The British Commonwealth Air Training Plan (BCATP), was an enormous WWII aircrew training program established between the UK, Canada, Australia and New Zealand. BCATP remains one of the largest aviation training schemes in history, responsible for qualifying nearly half the pilots, navigators, bomb aimers, air gunners, wireless operators and flight engineers who served, mainly with the RAF, during the war.
Selected as the primary training location, Canada offered ideal weather, enemy-free expansive airspace, ample fuel, as well as industrial facilities to supply and service trainer aircraft and personnel. Canada’s location also meant coastal proximity to both European and Pacific theatres. Between May 1940 and March 1945, the program graduated 131,533 air crew of whom over 50,000 were pilots. Canada’s federal government contributed $1.6 billion towards the total plan expense of $2.25 billion.
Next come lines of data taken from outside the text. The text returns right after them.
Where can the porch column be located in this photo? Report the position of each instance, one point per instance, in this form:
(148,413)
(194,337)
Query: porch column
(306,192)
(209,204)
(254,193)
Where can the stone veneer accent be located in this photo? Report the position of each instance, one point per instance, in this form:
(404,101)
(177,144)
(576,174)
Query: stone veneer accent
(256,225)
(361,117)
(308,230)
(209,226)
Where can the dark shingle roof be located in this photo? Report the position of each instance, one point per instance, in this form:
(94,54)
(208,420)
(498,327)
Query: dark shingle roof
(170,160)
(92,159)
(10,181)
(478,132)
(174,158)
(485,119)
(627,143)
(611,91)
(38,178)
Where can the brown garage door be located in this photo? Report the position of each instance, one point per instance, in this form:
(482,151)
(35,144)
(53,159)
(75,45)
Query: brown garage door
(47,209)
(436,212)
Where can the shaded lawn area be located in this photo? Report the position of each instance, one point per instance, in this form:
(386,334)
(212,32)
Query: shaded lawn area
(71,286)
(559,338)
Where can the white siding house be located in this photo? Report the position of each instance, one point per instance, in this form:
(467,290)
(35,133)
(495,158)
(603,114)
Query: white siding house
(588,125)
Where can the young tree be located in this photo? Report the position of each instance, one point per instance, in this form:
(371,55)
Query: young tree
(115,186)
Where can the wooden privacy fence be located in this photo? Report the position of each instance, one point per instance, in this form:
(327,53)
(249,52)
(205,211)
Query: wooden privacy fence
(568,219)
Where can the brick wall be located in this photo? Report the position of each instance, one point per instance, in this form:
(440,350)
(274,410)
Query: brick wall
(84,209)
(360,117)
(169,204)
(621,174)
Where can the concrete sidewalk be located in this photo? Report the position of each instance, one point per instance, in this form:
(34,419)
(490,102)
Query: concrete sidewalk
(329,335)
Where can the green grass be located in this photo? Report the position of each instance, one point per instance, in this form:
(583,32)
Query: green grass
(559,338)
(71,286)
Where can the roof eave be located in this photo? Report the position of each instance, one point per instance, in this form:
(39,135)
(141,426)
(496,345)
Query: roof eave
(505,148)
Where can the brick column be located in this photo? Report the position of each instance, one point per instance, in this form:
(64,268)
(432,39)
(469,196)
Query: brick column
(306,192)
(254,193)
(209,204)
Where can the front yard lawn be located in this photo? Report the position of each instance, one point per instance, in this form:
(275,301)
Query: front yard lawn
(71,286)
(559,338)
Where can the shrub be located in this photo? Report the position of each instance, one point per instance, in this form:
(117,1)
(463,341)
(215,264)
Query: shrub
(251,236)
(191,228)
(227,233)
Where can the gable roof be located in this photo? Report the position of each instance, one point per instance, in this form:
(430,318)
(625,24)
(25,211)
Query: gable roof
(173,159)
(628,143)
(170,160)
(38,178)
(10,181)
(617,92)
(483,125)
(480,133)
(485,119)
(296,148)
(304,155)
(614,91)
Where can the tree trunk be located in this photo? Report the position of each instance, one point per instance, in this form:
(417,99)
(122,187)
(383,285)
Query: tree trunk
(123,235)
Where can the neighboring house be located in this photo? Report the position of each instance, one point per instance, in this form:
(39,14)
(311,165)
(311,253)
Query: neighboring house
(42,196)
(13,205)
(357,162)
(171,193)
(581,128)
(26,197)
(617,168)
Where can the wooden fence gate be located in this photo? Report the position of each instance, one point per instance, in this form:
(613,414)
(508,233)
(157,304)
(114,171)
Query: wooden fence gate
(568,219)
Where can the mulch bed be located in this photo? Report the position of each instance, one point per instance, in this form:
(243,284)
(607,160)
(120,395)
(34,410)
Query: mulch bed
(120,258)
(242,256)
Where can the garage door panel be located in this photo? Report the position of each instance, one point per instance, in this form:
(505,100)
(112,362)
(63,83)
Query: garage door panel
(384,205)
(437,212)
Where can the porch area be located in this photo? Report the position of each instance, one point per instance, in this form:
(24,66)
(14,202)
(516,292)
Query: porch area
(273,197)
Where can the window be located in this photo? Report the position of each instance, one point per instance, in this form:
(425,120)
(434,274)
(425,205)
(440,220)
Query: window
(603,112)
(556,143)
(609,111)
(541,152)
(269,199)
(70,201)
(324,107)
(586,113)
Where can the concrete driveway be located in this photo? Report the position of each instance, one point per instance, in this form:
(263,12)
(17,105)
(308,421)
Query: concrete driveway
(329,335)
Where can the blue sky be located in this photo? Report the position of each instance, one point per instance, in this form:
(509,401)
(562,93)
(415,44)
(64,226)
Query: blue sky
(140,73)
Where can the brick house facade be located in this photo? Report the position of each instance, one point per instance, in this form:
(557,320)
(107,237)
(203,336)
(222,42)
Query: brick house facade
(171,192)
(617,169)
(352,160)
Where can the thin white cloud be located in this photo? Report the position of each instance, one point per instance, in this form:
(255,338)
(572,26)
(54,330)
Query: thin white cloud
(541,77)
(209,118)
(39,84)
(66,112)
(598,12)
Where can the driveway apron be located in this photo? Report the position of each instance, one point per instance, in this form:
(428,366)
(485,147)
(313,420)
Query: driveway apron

The initial target of qualifying some 50,000 aircrew annually required a vast infrastructure of training facilities, along with an endless supply chain for equipping trainees. Cyril Devaux’s pilot log book was one among millions of items provided through the BCATP.
Issued in late 1943, the book would have accompanied Devaux through training and qualification in Canada and then deployment to the UK/RAF in 1945. An essential record throughout Devaux’s service, the logbook would journey back with him to the Caribbean upon discharge in 1946. It would spend the next 69 years in relative obscurity until a sudden impulse launched it as the centerpiece of an ambitious historical global goodwill/educational project.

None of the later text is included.